Rituximab add-on therapy for breakthrough relapsing multiple sclerosis: A 52-week phase II trial
View or print this bulletin in its original format.
Recent studies have demonstrated a potential role of Rituximab in inflammatory suppression in autoimmune diseases. The aim of this study was to evaluate the efficacy, safety and tolerability of the combination of rituximab with standard injectable therapies in people with relapsing Multiple Sclerosis (MS). Naismith RT, Piccio L, Lyons JA, Lauber J, Tutlam NT, Parks BJ, Trinkaus K, Song SK, Cross AH. Neurology. 2010 Jun 8; 74(23):1860-1867.
B cells and the humoral immune system have been implicated in the pathogenesis of multiple sclerosis (MS). This study sought to evaluate the efficacy, safety, and tolerability of add-on therapy with rituximab, a monoclonal antibody that depletes circulating B cells, in subjects with relapsing MS with breakthrough disease defined by clinical and MRI activity (Class III evidence).
Thirty subjects with a relapse within the past 18 months despite use of an injectable disease-modifying agent, and with at least 1 gadolinium-enhancing (GdE) lesion on any of 3 pretreatment MRIs, received rituximab administered at 375 mg/m(2) weekly x 4 doses. Three monthly post treatment brain MRI scans were obtained beginning 12 weeks after the first infusion. Multiple Sclerosis Functional Composite (MSFC) and Expanded Disability Status Scale (EDSS) were obtained at baseline and throughout the posttreatment follow-up.

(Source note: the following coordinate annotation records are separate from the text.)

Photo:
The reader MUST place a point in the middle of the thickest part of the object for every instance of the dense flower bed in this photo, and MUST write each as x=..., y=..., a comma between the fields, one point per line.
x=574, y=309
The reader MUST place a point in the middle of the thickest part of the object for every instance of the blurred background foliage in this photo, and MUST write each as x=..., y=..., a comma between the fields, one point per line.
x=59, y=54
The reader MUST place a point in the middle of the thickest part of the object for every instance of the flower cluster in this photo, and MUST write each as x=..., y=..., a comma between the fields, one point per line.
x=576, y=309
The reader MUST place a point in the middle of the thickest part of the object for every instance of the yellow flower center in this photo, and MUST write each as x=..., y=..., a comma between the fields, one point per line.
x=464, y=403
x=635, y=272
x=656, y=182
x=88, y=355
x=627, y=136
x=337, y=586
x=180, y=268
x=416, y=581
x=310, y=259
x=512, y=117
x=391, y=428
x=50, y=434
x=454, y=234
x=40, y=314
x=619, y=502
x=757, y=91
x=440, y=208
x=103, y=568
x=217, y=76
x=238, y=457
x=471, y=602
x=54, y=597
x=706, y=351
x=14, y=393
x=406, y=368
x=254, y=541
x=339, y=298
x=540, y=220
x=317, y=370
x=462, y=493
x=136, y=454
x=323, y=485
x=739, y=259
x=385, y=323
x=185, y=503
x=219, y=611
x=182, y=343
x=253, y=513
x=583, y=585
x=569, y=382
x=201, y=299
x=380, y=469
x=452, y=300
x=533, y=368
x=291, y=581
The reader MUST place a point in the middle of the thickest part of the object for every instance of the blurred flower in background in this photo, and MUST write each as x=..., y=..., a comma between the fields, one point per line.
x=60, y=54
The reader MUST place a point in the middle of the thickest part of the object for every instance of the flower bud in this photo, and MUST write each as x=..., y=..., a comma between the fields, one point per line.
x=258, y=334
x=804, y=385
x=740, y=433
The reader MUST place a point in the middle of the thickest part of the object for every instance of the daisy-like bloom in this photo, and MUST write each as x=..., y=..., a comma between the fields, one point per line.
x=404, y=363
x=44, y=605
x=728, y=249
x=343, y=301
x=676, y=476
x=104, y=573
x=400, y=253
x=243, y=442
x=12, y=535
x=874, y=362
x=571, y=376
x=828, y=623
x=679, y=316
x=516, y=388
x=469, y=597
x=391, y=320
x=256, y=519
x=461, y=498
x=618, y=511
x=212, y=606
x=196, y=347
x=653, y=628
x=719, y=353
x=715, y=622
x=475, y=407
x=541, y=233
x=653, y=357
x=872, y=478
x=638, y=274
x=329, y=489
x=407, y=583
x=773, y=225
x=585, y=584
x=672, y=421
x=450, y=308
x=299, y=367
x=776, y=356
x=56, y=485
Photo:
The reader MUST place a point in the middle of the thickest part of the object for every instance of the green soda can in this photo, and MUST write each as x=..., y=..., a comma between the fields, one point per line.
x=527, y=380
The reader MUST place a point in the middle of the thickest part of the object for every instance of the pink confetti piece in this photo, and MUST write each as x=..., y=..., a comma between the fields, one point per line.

GdE lesions were reduced after treatment with rituximab, with 74% of post treatment MRI scans being free of GdE activity compared with 26% free of GdE activity at baseline (p < 0.0001). Median GdE lesions were reduced from 1.0 to 0, and mean number was reduced from 2.81 per month to 0.33 after treatment (88% reduction). MSFC improved as well (p = 0.02). EDSS remained stable.
CONCLUSION: Rituximab add-on therapy was effective based upon blinded radiologic endpoints in this phase II study. In combination with standard injectable therapies, rituximab was well-tolerated with no serious adverse events. B-cell-modulating therapy remains a potential option for treatment of patients with relapsing MS with an inadequate response to standard injectable therapies.
CLASSIFICATION of EVIDENCE: This study provides Class III evidence that add-on rituximab reduces gadolinium-enhancing brain lesions in multiple sclerosis.